The West’s infatuation with organic foods and natural ingredients can be found in pharmaceutical and agricultural companies, too. Just as they have since our earliest days, researchers today look to the botanic for the cure to what ails us. (Of course, “natural” and “organic” are somewhat fuzzy labels. Just this year, Naked Juices settled a class action suit for $9 million after their “all natural” juices were found to contain cyanocobalamin, Fibersol®-2, and pyridoxine hydrochloride.) Once a new miracle plant has been found, companies can process and profit. According to a 2012 European Union report, 26 percent of all new approved drugs over the last 30 years are either natural products or have been derived from a natural material, and that number is set to grow. Just think about the ascendency of the acai berry.
But the commercialization of genetic resources found in biologically diverse areas like the Amazon and India comes with a cost. In a practice sometimes called bio-piracy, companies use patents to secure lucrative monopolies on plants, genes, and traditional knowledge in developing countries, often without cutting native people in on the profits. And the United States is apparently attempting to make this practice even easier for American companies.
Bio-piracy was a key grievance of the anti-globalization movement of the 1990s and early 2000s. Activists still call it a form of “colonial pillaging,” particularly because accusations of bio-piracy are most frequently levied against European and American companies scouring the developing world for the next big thing.

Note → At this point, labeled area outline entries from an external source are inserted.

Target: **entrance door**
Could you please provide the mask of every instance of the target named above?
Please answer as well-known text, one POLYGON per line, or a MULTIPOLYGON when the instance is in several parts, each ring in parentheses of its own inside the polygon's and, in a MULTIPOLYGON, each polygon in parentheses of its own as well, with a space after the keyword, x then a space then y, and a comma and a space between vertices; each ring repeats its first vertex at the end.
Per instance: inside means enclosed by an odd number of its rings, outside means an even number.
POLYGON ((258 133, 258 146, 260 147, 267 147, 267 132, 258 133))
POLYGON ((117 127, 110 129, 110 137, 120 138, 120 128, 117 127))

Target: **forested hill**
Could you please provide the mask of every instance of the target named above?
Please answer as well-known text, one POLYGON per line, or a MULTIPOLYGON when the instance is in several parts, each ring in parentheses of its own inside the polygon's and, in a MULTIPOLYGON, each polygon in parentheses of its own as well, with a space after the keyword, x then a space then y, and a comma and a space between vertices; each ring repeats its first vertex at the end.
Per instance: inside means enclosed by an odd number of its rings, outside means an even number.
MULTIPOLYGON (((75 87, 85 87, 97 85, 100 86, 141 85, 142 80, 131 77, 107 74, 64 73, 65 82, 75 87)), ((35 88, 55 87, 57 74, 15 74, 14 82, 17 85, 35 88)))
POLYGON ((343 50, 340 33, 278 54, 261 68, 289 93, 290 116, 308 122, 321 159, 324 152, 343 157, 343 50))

The Neem case was one such flashpoint. Foreign companies attempted to patent the use of the kernels of the Neem tree as a nonchemical pesticide, despite it having been used by Indian famers for that purpose for decades. Likewise, the British company Phytopharm claimed in the early 2000s to have discovered that Africa’s Hoodia was a miracle diet drug and very profitably sold it to U.S. pharmaceutical giant Pfizer. As it turned out, the Kung bushmen of southern Africa traditionally used the cactus as an appetite-suppressant on hunting trips, although Phytopharm neglected to compensate them for their knowledge. Phytopharm’s CEO even (incorrectly) told the Financial Times that fair repayment was impossible as the tribe was extinct.
Equity is not the only thing at stake. If a company is able to patent and popularize the medical use of a particular plant, its harvesting often becomes environmentally unsustainable, which can make it impossible for locals to use the plant for their traditional—often medicinal—purposes.
Though it rarely gets as much attention as other environmental issues, bio-piracy has been the focus of a number of international treaties, resulting in a growing array of protections that allow countries to benefit from and protect their native resources and ancient knowledge. Their rights have even been written into the 2007 U.N. Declaration on the Rights of Indigenous Peoples, which now states that “Indigenous peoples have the right to maintain, control, protect and develop … the manifestations of their sciences, technologies and cultures, including human and genetic resources, seeds, medicines, knowledge of the properties of fauna and flora.” Yet even as the European Union is exploring an agreement that would force companies to repay locals in the regions they exploit—based on the so-called Nagoya Protocol—the United States is running in the other direction and trying to take everyone along.
The secret Trans-Pacific Partnership negotiation documents recently published by WikiLeaks show that the United States wants to give companies even more legal cover to patent the resources of other countries. The draft language would “make patents available for inventions for the following: plants and animals” and also allow “diagnostic, therapeutic, and surgical methods for the treatment of humans or animals” to be patented. The language is opposed by a number of countries that intend to eventually ratify TPP, including New Zealand, but the language could still make it into the final treaty—and if it does, it could undermine global efforts to provide proper recompense to developing nations for the use of their natural assets.
So the next time you hear about a new miracle plant that promises to make you instantly thin, remember: Not only have many of these natural cures failed to live up to the hype—but they may also be exploiting native populations without fair compensation.